Un autre projet sur lequel est particulièrement impliqué Denis est celui des sentiers Smart’Flore. Ces sentiers géolocalisés permettent de découvrir et de s’informer sur les plantes répertoriées par l’application. Denis s’en sert au cours de ses animations et ateliers tout en incitant les participants à poursuivre l’aventure en toute autonomie. Cet outil numérique a paradoxalement pour mission de nous reconnecter avec le terrain !

Accueillir les étudiants

Ce qui manque aux étudiants en botanique, ce sont les exercices sur le terrain. Denis tente d’offrir de façon pérenne aux étudiants cette possibilité. Il travaille en lien avec les facultés (Sciences, Pharmacie, composantes de l’université) et autres structures d’enseignement supérieur (écoles GPN) pour créer un cadre structurel d’accueil. Denis souhaiterait créer du lien, des synergies entre les étudiants, les professeurs, le grand public, le jeune public…

À l’avenir, Denis souhaite alimenter le réseau, continuer à créer du lien entre toutes les structures qui pourraient en bénéficier : “on a besoin les uns et des autres pour fonctionner”. Et cela passe par la création d’autres sentiers Smart’Flore, par des MOOCs (comme le MOOC Herbes Folles créé par l’université Paris-Sud sur la biodiversité et les plantes envahissantes), par des actions auprès du grand public, notamment via le projet UniverlaCité dont l’objectif est de faire sortir l’Université de ses murs pour aller à la rencontre des publics des quartiers prioritaires, ou par des projets de sciences participatives (tels que l’Observatoire des Saisons).

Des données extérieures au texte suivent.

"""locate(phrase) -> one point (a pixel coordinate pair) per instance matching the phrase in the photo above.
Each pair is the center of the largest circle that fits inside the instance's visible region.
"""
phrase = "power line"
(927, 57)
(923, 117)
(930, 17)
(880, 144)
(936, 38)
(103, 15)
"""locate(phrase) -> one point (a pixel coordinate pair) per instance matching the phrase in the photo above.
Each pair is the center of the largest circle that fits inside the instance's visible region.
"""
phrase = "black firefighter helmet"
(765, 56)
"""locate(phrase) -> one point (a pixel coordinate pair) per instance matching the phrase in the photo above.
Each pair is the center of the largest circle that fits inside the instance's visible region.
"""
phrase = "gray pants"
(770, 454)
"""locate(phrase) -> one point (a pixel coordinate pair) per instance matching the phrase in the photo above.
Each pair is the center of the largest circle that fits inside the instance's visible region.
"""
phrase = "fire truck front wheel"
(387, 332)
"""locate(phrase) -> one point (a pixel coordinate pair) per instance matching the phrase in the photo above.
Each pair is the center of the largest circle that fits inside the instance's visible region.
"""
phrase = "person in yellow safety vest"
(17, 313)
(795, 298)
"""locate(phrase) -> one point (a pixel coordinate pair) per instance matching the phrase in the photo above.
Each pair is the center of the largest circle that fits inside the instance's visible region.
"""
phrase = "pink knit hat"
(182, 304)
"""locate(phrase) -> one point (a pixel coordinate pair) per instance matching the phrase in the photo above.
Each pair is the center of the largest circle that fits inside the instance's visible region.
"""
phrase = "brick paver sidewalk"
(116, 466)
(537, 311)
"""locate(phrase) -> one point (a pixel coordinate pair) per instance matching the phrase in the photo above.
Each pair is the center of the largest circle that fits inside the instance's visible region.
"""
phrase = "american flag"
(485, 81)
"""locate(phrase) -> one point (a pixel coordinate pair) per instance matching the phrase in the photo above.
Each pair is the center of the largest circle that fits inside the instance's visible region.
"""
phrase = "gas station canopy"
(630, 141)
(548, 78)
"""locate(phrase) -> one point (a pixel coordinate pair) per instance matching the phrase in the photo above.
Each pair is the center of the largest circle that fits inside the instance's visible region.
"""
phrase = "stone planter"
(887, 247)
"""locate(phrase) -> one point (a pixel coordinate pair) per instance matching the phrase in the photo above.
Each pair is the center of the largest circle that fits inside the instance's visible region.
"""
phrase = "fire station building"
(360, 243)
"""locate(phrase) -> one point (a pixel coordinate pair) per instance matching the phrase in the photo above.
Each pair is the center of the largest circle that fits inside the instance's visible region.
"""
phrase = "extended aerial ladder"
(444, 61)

Il conclut : “Il ne faut pas s’enfermer dans des démarches trop élitistes ou trop vulgarisatrices, trop universitaires ou trop « grand public », le challenge est de répondre aux attentes de nos différents publics ! On apprend des choses en pleine effervescence. Et maintenant il faut oser mettre ses connaissances à plat et les rendre transversales. Il faut oser se mettre en danger. S’ouvrir et voir ce qu’il se passe, au carrefour de tout et de tous. C’est cela le plus important pour moi.

Plus d'information : 

Tela Botanica est un réseau collaboratif de botanistes francophones dont 80 % résident en France (environ 47 000 inscrits au total en 2020).